Kamu harcamalarında meydana gelen bir artış ile özel sermaye yatırımları ve faiz oranları arasındaki ilişki iktisat politikalarını belirleme noktasında etkin bir rol oynamaktadır. Bu değişkenler arasındaki ilişki şu şekilde açıklanabilir; Kamu harcamalarının artması faiz oranlarının artmasına neden olacaktır. Artan faiz oranları ise özel sektör yatırımları üzerinde azaltıcı bir etkiye sahip olacaktır. Kısaca Milli Gelir denkleminde yer alan değişkenlerden kamu harcamalarında meydana gelen bir artış, faiz oranı etkisi ile özel yatırım harcamalarını düşürecek, fakat Milli Gelir seviyesinde herhangi bir değişme yaşanmayacaktır. Bu etki iktisat literatüründe dışlama etkisi olarak bilinmektedir.

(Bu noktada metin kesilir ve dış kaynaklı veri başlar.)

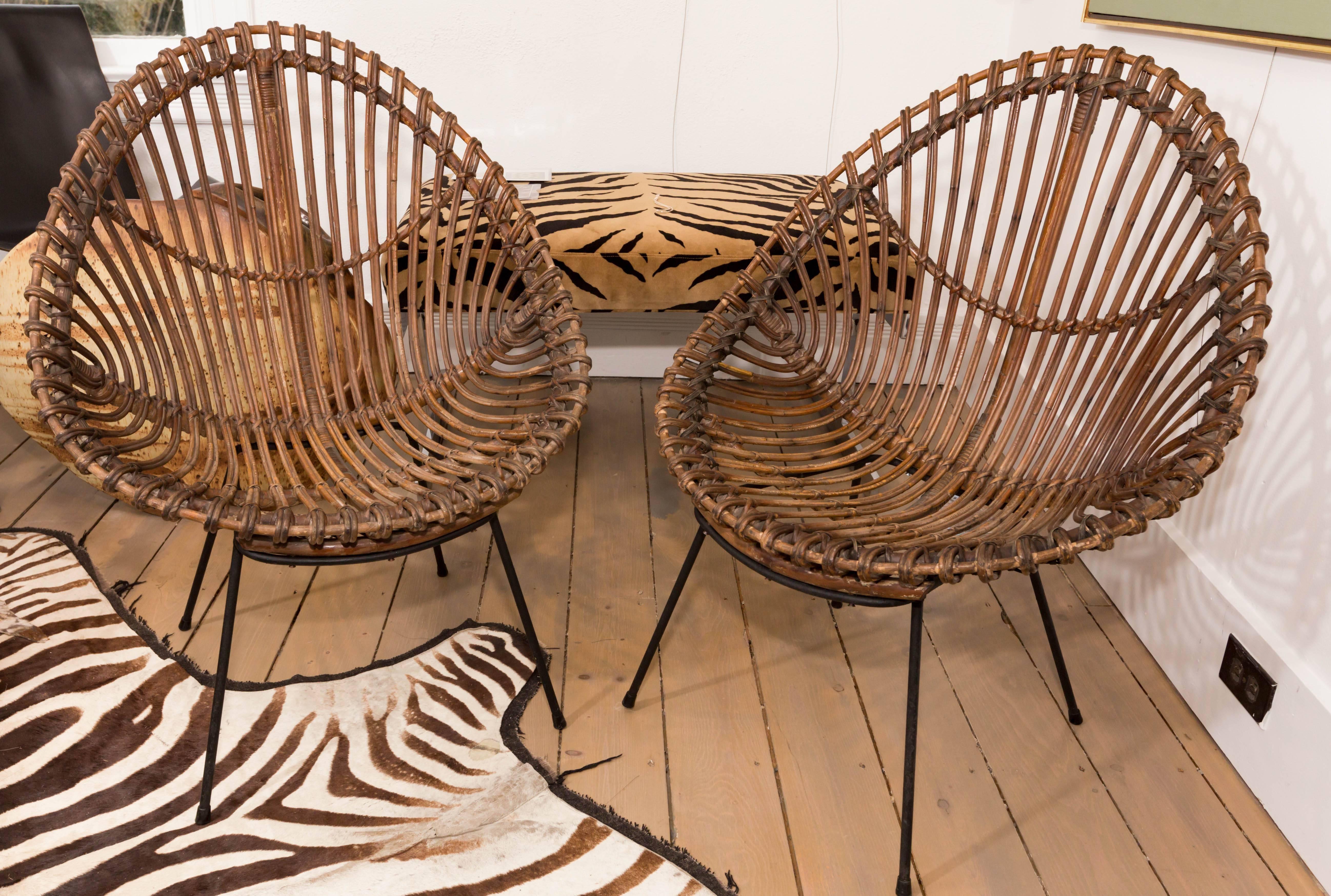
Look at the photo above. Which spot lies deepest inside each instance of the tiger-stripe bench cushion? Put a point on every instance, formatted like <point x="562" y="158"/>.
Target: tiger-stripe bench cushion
<point x="639" y="241"/>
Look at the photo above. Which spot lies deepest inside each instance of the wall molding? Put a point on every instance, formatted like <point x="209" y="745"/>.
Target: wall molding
<point x="1308" y="676"/>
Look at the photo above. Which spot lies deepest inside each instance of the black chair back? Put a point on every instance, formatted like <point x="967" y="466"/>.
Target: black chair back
<point x="50" y="90"/>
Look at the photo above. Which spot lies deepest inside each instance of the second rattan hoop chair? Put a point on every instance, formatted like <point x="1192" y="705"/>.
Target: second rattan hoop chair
<point x="1077" y="343"/>
<point x="225" y="355"/>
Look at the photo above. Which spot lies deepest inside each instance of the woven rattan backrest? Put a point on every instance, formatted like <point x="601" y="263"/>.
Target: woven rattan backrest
<point x="1080" y="329"/>
<point x="227" y="352"/>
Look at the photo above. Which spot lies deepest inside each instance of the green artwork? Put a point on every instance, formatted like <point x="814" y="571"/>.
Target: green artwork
<point x="1276" y="21"/>
<point x="108" y="18"/>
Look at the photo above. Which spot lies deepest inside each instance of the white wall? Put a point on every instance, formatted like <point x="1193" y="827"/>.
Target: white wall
<point x="1252" y="554"/>
<point x="734" y="86"/>
<point x="714" y="86"/>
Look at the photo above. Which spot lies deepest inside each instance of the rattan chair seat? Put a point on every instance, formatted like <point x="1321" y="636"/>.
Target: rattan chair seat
<point x="231" y="356"/>
<point x="1088" y="316"/>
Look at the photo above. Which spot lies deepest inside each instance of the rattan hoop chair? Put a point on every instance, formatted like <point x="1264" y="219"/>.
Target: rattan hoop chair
<point x="1089" y="299"/>
<point x="227" y="355"/>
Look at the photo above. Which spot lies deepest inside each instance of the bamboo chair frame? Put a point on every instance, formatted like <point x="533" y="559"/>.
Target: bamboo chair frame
<point x="1100" y="367"/>
<point x="152" y="324"/>
<point x="225" y="353"/>
<point x="840" y="448"/>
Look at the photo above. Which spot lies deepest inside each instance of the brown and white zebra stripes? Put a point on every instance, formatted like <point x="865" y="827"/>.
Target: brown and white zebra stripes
<point x="395" y="781"/>
<point x="635" y="241"/>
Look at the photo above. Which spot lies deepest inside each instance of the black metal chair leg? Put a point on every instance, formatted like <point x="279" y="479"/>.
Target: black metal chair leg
<point x="224" y="658"/>
<point x="188" y="620"/>
<point x="556" y="713"/>
<point x="912" y="729"/>
<point x="632" y="696"/>
<point x="1073" y="713"/>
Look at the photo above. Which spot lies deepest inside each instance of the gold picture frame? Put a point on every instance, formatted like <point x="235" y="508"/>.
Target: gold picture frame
<point x="1216" y="28"/>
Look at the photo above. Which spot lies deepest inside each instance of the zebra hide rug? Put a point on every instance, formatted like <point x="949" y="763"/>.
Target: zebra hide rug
<point x="408" y="777"/>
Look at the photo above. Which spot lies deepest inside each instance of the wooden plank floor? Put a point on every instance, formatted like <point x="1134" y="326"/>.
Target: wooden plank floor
<point x="767" y="739"/>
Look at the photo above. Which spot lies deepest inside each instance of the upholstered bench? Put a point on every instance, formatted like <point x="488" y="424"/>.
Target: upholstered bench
<point x="634" y="241"/>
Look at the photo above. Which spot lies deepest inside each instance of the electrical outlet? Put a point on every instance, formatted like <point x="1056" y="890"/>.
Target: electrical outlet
<point x="1246" y="680"/>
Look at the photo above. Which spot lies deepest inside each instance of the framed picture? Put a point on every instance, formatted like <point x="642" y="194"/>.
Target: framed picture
<point x="1297" y="25"/>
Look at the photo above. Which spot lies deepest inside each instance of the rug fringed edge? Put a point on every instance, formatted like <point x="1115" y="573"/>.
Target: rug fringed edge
<point x="510" y="730"/>
<point x="510" y="726"/>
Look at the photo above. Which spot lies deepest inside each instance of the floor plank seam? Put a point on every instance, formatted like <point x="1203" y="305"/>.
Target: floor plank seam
<point x="1072" y="729"/>
<point x="994" y="776"/>
<point x="657" y="605"/>
<point x="874" y="738"/>
<point x="10" y="453"/>
<point x="388" y="613"/>
<point x="300" y="606"/>
<point x="50" y="487"/>
<point x="140" y="574"/>
<point x="96" y="522"/>
<point x="1188" y="753"/>
<point x="767" y="731"/>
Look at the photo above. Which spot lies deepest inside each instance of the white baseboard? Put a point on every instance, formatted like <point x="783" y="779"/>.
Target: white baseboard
<point x="1184" y="612"/>
<point x="637" y="344"/>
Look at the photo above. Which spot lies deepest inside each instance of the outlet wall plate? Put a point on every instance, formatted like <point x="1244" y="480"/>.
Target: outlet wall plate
<point x="1248" y="681"/>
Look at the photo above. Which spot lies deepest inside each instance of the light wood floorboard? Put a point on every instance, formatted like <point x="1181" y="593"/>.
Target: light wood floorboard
<point x="768" y="736"/>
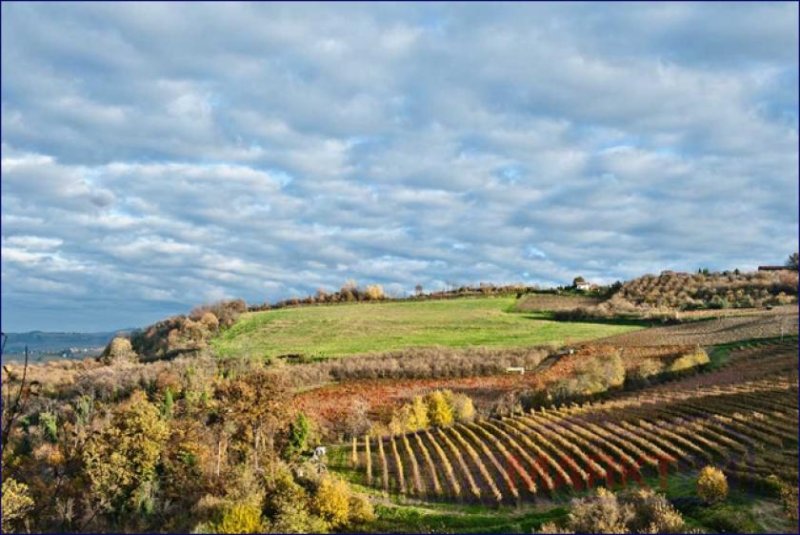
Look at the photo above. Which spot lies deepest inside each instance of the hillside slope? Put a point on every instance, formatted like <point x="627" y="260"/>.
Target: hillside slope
<point x="332" y="331"/>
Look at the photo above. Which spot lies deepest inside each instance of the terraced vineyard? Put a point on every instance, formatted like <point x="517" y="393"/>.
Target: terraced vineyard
<point x="743" y="417"/>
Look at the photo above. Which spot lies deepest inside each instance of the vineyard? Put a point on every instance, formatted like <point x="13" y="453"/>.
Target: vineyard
<point x="743" y="417"/>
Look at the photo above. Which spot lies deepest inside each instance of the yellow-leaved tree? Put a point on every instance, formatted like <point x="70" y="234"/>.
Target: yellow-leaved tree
<point x="121" y="459"/>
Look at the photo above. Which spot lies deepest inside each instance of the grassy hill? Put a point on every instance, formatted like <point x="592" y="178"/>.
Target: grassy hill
<point x="333" y="331"/>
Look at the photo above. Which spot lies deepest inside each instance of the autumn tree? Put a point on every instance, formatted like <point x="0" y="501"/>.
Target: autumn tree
<point x="332" y="501"/>
<point x="440" y="413"/>
<point x="119" y="350"/>
<point x="258" y="404"/>
<point x="121" y="459"/>
<point x="299" y="431"/>
<point x="17" y="503"/>
<point x="792" y="261"/>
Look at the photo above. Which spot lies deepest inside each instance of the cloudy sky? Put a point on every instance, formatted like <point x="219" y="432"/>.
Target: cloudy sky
<point x="159" y="156"/>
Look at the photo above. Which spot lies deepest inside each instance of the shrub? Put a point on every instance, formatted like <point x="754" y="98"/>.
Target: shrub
<point x="698" y="357"/>
<point x="118" y="350"/>
<point x="48" y="421"/>
<point x="601" y="513"/>
<point x="712" y="485"/>
<point x="374" y="292"/>
<point x="332" y="501"/>
<point x="463" y="408"/>
<point x="240" y="518"/>
<point x="654" y="514"/>
<point x="440" y="413"/>
<point x="16" y="503"/>
<point x="361" y="510"/>
<point x="287" y="505"/>
<point x="641" y="511"/>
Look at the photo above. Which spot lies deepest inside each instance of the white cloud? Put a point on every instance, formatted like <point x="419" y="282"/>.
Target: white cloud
<point x="156" y="156"/>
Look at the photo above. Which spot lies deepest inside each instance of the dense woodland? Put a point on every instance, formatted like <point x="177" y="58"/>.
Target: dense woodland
<point x="159" y="434"/>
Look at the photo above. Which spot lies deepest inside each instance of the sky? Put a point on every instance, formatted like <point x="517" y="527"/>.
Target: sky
<point x="160" y="156"/>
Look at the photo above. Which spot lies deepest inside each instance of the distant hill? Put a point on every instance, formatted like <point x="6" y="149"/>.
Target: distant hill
<point x="48" y="345"/>
<point x="688" y="291"/>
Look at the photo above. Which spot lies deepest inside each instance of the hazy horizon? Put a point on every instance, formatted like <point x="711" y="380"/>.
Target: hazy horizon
<point x="159" y="156"/>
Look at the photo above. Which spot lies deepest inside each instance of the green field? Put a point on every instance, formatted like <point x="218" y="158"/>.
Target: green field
<point x="340" y="330"/>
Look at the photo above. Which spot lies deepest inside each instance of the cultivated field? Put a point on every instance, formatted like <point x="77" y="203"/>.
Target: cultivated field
<point x="553" y="302"/>
<point x="333" y="331"/>
<point x="743" y="416"/>
<point x="720" y="330"/>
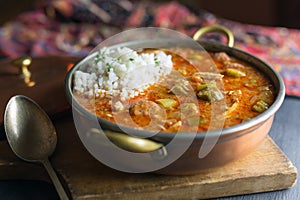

Bu etki iktisat literatüründe iki büyük ekol olarak bilinen klasik ve keynesyen ekol tarafından ayrıntılı olarak incelenmiştir. Klasik görüş devletin ekonomi üzerindeki müdahalesinin sınırlı olması gerektiği noktasında birleşmiştir. Devletin kamu politikası araçlarını kullanarak ekonomiye müdahale etmesinin özel sektör yatırımları üzerinde bir dışlama etkisi yaratacağını düşünmektedirler. Kamu yatırımlarının özel sektör yatırımları üzerindeki dışlama etkisi doğrudan ve dolaylı olmak üzere iki şekilde ortaya çıkmaktadır. Kamu yatırımlarının özel sektör yatırımları ile rekabet edebilecekleri alanlarda (Eğitim, sağlık, konut vb.) gerçekleşmesi durumunda bu yatırımların özel sektörü ikame edici olmasından dolayı bu alanda yapılan yatırımların ilgili alanda faaliyet gösteren özel sektör yatırımları üzerinde doğrudan bir dışlama etkisi gerçekleşir. Genellikle tarım, imalat sanayi, enerji ve bankacılık gibi alanlara devletin yatırım yapması durumunda ilgili alanlarda özel sektör yatırımları üzerinde bir dışlama etkisi görülmektedir. Bu dışlama etkisi kamunun özel sektör ile rakip mallar üretmesi halinde artarak devam edecektir.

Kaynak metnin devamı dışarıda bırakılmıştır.